For those who are brokerages and are tempted to use such flamboyant characters as a means of onboarding clients en masse, think again. A ruse often used by such people (most of whom are one-man bands) is to ask for up front sponsorship from the brokerage and then simply not refer any clients, knowing that the broker will never raise this as an issue because it smacks of conflict of interest.

From what we have seen of these characters, most of them display a very aggressive methodology, often belittling their delegates to use a sort of passive aggression in order to place the control into the hands of the ‘trainer’ and make the delegate feel disempowered and inexperienced to the point where they will do whatever the ‘trainer’ tells them to do, including hand over money and then be told that they are ‘stupid’ for not doing trades correctly (even though the trainer is using a demo account from an unregulated broker and is not actually trading at all).

Most of such trainers have no capital base and are living from hand to mouth on broker commissions, shattering any idea that they are stable, independent and successful. This even applies to traders who actually do have some kind of background, but reliance on their methods is equally questionable. As of early 2018, Nick Leeson, the infamous trader who caused the collapse of Barings in 1995 and spent time in jail for it, is Lead Educator at Bizintra trading academy. Porridge, restitution orders and a bucket for a lavatory are hardly the stuff dreams are made of.
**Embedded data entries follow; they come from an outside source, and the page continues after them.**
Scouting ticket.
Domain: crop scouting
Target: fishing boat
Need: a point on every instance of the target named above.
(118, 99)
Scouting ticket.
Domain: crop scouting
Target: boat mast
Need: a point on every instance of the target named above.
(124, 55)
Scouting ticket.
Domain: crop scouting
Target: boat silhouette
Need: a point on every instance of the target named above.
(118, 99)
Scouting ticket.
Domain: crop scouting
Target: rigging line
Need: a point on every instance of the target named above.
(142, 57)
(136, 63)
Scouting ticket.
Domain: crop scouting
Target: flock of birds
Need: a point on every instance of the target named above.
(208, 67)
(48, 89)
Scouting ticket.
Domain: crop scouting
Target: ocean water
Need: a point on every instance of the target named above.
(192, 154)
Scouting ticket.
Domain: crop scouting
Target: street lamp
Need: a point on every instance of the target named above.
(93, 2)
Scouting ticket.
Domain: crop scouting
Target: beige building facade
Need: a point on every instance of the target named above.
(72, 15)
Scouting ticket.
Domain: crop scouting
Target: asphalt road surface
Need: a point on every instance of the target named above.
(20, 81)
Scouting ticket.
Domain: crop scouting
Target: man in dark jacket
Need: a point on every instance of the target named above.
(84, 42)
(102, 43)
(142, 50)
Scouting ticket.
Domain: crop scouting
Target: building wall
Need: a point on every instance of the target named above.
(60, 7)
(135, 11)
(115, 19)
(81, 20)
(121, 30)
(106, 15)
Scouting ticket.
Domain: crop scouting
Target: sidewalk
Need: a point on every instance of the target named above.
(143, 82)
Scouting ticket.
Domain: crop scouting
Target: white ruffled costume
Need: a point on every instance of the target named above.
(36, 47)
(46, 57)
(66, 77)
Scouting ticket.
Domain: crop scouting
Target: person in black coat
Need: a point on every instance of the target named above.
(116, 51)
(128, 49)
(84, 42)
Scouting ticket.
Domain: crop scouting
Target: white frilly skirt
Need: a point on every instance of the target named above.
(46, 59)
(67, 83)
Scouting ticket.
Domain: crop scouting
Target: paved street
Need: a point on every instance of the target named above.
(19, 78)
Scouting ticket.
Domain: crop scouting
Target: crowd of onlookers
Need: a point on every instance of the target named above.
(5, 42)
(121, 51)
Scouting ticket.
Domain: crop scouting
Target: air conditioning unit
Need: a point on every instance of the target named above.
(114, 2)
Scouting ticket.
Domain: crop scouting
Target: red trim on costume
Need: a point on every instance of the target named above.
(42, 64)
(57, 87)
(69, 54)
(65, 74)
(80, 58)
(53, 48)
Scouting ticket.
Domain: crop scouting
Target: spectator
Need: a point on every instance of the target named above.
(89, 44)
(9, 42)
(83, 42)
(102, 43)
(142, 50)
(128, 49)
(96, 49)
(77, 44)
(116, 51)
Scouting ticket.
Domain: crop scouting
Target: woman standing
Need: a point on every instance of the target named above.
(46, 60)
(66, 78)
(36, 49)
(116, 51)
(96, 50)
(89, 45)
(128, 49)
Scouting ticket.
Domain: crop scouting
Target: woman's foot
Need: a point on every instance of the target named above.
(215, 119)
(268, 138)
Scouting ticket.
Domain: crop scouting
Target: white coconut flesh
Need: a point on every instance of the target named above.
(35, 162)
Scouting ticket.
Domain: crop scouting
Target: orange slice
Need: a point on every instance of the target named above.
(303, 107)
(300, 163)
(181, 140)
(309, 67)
When looking at the yacht in Millwall Dock, which today languishes, green algae accumulating on its hull, the FX Money Map entity that used it as a training room for so long (which has a litany of horror stories across retail orientated FX forums) has been the subject of several name changes, TraderHouse being one of them, AceTrader being another, as well as several YouTube videos showing clips of the facilities in various places and lots of bravado and banter but no trades being made.

A search on this particular firm in Companies House and with some directorship due diligence data providers shows that there is no registered company for either FX Money Map, AceTrader or TradeHouse, and some dissolved entities relating to them some years ago, all of which are registered to a private residential address in Croydon, South London, which was sold in 2015.

Caveat Emptor: If you are a broker and you wish to encourage traders via webinars and charting systems that help them trade better, stick to those which actually integrate into trading platforms and do not operate as entities which take IB commissions or split client losses, or sell their ‘software’ directly to end users with no means of integration.

Effectively, you can trust Autochartist, Trading Central, and ChartIQ, because these are actual industry standard charting and market analysis companies that integrate to trading platforms via API connection and do not engage in the practice of attempting to promise traders high returns for the purchase of software or an IB deal between brokers where P&L is brought in.

These are genuine, licensed software products that brokers pay license fees for, and are integrated, hence they are a valuable tool for actionable content, charting and market sentiment analysis.

Avoid the yachts, over-the-top bravado, helicopters and Lamborghinis, because quite simply, that is a load of old flannel.

Come on regulators, protect those who are being duped. It is easy. Simply open the internet and type in the names. Or walk along the Thames.